Já está mais do que na hora de começarmos a bater um pau proverbial
nessa mesa.
B.
Mas há um poblema mais sério. O fato de que, em todo esse tempo,
em todos esse séculos, um discurso se apropriou incontestavelmente
da propriedade de dizer a língua. E se trata de um discurso normativo,
autoritário. Sob seu jugo, que, por vezes, nem é tido por tal, transitaram
e transitam gerações sobre gerações de falantes, que acreditam muito
pacificamente que é assim que se trata a questão da língua. São
como membros machos não-ilustrados de uma sociedade falocrata tradicional,
que mal podem ver uma alternativa a tratar mulher na porrada. Para
essa sociedade, portanto, o único comentário a se fazer sobre língua
é o judicial. Prescritivo, coercivo e mesmo punitivo.
Ergo.
Não se pedirá jamais a um sociólogo (representante, aliás, de uma
ciência tão novinha quanto a nossa) que indique, ao fim de sua exposição
sobre diferentes sistemas éticos sociais, qual é o mais aconselhável
para nossa conduta diária. Qual, no fim de contas, é intrinsecamente
(ou assim o queremos ver) melhor? A própria aproximação entre advogados
e sociólogos pode não soar legítima para grande parte da população.
Ainda que se chame ciência social aplicada ao direito.
Sed tamen.
Pede-se efetivamente a um lingüista, depois de uma longa arenga
sobre variedade no uso de formas de tratamento, que responda de
uma vez, se a gente pode usar a gente ou nós não podemos.

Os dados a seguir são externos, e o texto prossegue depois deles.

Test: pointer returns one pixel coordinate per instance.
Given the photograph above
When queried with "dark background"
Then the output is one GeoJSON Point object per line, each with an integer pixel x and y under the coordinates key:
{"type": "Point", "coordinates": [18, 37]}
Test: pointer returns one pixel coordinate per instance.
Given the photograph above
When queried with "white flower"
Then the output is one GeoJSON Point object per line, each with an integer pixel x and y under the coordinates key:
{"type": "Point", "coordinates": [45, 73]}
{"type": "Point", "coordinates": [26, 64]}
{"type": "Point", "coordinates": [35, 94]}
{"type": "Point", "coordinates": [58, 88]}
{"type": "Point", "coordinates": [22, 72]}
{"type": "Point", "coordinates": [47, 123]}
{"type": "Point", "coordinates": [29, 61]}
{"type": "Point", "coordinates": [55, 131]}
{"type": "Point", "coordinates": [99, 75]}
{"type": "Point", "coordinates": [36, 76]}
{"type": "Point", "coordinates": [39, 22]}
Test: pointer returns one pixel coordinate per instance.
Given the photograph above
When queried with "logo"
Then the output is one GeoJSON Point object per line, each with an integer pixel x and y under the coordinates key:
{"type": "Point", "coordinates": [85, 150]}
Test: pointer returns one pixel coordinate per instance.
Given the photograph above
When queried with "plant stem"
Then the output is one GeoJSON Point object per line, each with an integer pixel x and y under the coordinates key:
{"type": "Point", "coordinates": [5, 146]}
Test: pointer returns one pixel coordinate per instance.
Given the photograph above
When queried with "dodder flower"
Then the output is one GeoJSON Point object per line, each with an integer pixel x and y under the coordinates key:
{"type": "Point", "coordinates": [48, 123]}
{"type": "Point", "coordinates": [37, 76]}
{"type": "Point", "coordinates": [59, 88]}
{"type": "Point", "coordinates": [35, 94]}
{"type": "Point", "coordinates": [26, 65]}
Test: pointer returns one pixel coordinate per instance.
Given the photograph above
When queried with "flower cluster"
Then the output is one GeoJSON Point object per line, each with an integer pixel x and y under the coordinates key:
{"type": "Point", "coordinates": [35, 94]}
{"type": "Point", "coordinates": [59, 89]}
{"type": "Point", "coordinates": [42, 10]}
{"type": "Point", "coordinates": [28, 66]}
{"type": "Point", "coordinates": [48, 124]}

Qual que é que é melhor, seu lingüistazinho pogressista?
Dois.
A esquizofrenia.
Seja por estarmos em constante luta (ainda que eu a preferisse chamar
esperneação) com o paradigma normativo dominante e seu anacronismo,
seja por termos sido nós mesmos criados sob ele, seja por sentirmos
a necessidade de dar à sociedade uma resposta, a única que ela entende,
nós nos vemos freqüentemente criando, para nós mesmos, essa situação
incômoda: queremos dar palpites, queremos redesenhar o formulário
ortográfico e a norma padrão. Mas não temos, por definição,
as respostas seguras, estanques, em preto-e-branco, que se devem
esperar de legisladores. Somos cientistas entre advogados e políticos;
péssimo lugar para moças de família.
E o pingüim parece tranqüilo, soltando barquinhos, na beira do
Nilo..
Sabe, não soou assim tão ideiudo depois de dito.. Mas a questão
é talvez essa. Enquanto não resolvermos nosso poblema de número
um, nossas exposição e qualificação entre as vozes autorizadas a
falar sobre questões de língua, nos veremos em cama estreita e de
cobertor curto. Querendo falar no espaço do adversário, em um jogo
cujas regras foram determinadas por eles há séculos, e são tidas
por incontestes por todos os participantes. Esperneemos. Agüentem-nos!
Temos de ter o nosso campo.
Temos de ser donos da bola em algum momento.
Caetano Waldrigues Galindo, 28 anos, é professor de português e
filologia românica da Universidade Federal do Paraná.